ITU group officially passes 5G specifications, but more work to do

The International Telecommunications Union in Geneva has officially passed its IMT-2020 draft released in February, laying the groundwork for 5G technical specifications for its 192 member nations going forward.

The final ITU document was left virtually untouched from its draft state, something that is not unusual for a report of such highly technical content, according to Sergio Buonomo, counselor for ITU-R Study Group 5, the sector tasked with setting guidelines for radiocommunications, including 5G.

While the report is indeed a deep dive into the minimum specs of 5G, here is what it means to the layman: A 5G cellular device will allow a downlink of at least 20Gbps and an uplink of 10Gbps via a single mobile base station. Those are theoretical speeds for a single user if they have a fixed wireless broadband, and in reality, all users on a cell will get a portion of that 20Gbps. 5G will also be able to support at least one million users per square kilometer.

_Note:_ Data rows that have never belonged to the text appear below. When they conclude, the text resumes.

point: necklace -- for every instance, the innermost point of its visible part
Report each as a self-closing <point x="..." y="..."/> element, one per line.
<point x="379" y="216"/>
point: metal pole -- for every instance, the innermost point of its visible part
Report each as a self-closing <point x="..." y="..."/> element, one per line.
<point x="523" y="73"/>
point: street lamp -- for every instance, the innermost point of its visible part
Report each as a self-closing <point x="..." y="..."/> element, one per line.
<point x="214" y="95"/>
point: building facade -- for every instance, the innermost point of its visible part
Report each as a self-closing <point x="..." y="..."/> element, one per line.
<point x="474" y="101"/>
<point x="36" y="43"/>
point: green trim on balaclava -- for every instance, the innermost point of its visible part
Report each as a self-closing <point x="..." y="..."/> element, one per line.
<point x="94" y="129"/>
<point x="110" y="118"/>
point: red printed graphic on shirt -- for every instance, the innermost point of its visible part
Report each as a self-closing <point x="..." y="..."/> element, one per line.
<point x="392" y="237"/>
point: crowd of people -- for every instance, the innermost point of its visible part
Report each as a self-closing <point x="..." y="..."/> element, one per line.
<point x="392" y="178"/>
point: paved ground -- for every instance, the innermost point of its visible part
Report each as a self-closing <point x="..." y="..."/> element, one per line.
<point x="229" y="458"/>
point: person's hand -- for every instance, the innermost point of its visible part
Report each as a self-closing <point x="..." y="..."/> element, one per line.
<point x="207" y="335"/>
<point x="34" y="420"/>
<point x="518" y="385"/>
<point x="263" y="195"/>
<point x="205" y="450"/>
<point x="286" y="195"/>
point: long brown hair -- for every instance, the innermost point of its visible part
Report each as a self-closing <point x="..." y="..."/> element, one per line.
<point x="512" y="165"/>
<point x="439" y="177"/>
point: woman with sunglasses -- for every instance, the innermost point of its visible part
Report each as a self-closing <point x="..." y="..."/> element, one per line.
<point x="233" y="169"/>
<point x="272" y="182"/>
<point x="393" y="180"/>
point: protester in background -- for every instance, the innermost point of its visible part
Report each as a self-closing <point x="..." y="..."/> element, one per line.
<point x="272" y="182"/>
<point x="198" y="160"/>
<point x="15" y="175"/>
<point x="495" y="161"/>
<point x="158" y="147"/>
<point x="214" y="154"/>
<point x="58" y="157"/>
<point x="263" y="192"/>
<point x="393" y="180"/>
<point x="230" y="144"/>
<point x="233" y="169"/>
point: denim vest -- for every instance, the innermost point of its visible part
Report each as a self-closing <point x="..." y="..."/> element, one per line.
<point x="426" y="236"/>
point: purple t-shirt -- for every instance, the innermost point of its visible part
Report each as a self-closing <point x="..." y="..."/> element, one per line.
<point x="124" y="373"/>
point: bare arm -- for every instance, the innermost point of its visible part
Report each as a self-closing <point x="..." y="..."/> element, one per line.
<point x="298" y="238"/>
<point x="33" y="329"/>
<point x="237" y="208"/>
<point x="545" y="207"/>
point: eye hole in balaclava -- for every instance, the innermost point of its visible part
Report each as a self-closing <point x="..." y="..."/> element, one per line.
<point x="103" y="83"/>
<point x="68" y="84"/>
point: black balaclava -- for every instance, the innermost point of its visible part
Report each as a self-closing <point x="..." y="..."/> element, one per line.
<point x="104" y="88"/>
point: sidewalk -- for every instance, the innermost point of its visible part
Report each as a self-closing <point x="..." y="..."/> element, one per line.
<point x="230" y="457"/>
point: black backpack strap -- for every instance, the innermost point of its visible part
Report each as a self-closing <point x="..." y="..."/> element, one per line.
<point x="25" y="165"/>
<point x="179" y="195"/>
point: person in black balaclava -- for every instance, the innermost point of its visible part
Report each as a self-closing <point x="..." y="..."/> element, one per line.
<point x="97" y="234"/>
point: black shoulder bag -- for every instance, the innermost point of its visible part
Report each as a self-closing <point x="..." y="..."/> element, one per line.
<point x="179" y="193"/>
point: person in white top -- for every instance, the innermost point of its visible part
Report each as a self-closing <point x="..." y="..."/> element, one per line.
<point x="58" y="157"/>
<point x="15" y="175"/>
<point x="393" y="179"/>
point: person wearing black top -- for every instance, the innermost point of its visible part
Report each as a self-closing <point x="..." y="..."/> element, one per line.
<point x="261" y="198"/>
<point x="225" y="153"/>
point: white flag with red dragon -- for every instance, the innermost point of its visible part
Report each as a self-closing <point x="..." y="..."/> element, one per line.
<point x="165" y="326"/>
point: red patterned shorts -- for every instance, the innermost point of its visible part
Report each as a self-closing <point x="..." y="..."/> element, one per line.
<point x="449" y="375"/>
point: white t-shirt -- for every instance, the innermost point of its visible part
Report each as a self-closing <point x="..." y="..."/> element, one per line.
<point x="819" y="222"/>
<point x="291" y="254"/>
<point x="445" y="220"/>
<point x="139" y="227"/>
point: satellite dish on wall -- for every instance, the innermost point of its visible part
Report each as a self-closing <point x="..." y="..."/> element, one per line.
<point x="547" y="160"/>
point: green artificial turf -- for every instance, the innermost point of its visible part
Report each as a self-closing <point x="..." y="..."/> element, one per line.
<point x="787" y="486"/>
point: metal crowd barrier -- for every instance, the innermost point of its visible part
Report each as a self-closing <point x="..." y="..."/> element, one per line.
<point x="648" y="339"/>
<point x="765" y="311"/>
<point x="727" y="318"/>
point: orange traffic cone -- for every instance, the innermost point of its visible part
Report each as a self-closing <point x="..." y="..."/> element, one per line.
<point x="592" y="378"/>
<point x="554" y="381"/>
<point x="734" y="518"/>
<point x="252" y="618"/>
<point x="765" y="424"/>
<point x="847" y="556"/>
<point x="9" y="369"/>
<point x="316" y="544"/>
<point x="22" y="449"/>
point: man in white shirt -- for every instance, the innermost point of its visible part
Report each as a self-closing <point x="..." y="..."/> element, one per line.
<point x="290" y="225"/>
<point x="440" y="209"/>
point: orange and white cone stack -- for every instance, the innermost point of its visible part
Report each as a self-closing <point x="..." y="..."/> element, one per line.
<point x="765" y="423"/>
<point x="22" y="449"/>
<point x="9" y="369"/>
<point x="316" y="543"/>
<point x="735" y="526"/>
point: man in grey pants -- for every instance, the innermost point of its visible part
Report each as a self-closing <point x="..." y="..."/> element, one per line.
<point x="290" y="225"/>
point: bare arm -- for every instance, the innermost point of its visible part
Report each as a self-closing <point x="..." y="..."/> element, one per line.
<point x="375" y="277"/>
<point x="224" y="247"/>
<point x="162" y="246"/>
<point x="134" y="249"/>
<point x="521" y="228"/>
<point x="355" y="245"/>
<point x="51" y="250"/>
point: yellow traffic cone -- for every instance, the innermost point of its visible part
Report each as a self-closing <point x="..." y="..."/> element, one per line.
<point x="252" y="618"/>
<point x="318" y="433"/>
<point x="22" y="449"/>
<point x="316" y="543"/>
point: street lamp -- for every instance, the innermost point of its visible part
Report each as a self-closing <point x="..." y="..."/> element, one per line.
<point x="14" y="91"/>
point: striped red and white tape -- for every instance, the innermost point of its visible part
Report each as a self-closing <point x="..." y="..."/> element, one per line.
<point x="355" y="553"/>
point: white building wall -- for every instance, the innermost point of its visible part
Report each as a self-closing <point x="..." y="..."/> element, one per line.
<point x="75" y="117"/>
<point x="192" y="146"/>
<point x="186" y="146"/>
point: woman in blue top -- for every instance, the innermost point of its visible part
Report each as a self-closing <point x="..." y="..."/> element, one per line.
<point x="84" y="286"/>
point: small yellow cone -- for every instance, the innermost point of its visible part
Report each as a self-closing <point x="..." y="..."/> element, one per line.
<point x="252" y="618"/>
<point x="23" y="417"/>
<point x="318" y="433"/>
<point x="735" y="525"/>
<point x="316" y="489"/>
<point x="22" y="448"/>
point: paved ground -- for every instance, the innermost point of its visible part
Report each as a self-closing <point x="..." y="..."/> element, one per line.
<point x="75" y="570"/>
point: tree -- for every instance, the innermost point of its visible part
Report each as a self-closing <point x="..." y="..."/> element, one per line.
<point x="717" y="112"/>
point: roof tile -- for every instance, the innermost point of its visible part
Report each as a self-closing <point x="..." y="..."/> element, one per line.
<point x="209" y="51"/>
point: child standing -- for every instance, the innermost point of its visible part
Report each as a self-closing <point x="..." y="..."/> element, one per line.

How does that translate compared to today's technology? If you wanted to download an 8GB HD movie, a 5G connection would take you six seconds. A current 4G LTE download would take seven to eight minutes. The old 3G connection would take more than an hour.

While the ITU approval is the first step to standardization, Buonomo said the ITU still has more work to do in terms of creating more reports and recommendations to finally set the 5G requirements in stone. "In the case of 5G, the full standardization process will probably conclude at the end of 2019 with an ITU Recommendation containing the full technical specifications of IMT-2020 (which is known as 5G)," he told Neowin in an email.

He added that the lengthy process is no unusual. A similar process for IMT-2000 (aka 3G) happened in 2000, while AMT-Advanced (4G) encompassing recommendations ITU-R M.1457 and M.2012 took place in 2012. Buonomo said all the documents are very large, and must be agreed to by all 192 nations in the ITU.

While the whole process can be complex, he did offer us a simplification:

"When 192 countries agree on common technical document it means that almost the entire world agree to use the same technology. Some countries have telecom industries, some others have telecom operators, some others can decide to invest on infrastructures, some others just wants to offer their population with telecom services. Thus, the benefit of having something usable everywhere."

So while many companies are going through their own 5G research and implementation, they are just following the initial guidelines laid down by the ITU. Nothing is expected to be fully standardized worldwide until the ITU membership gives its approval.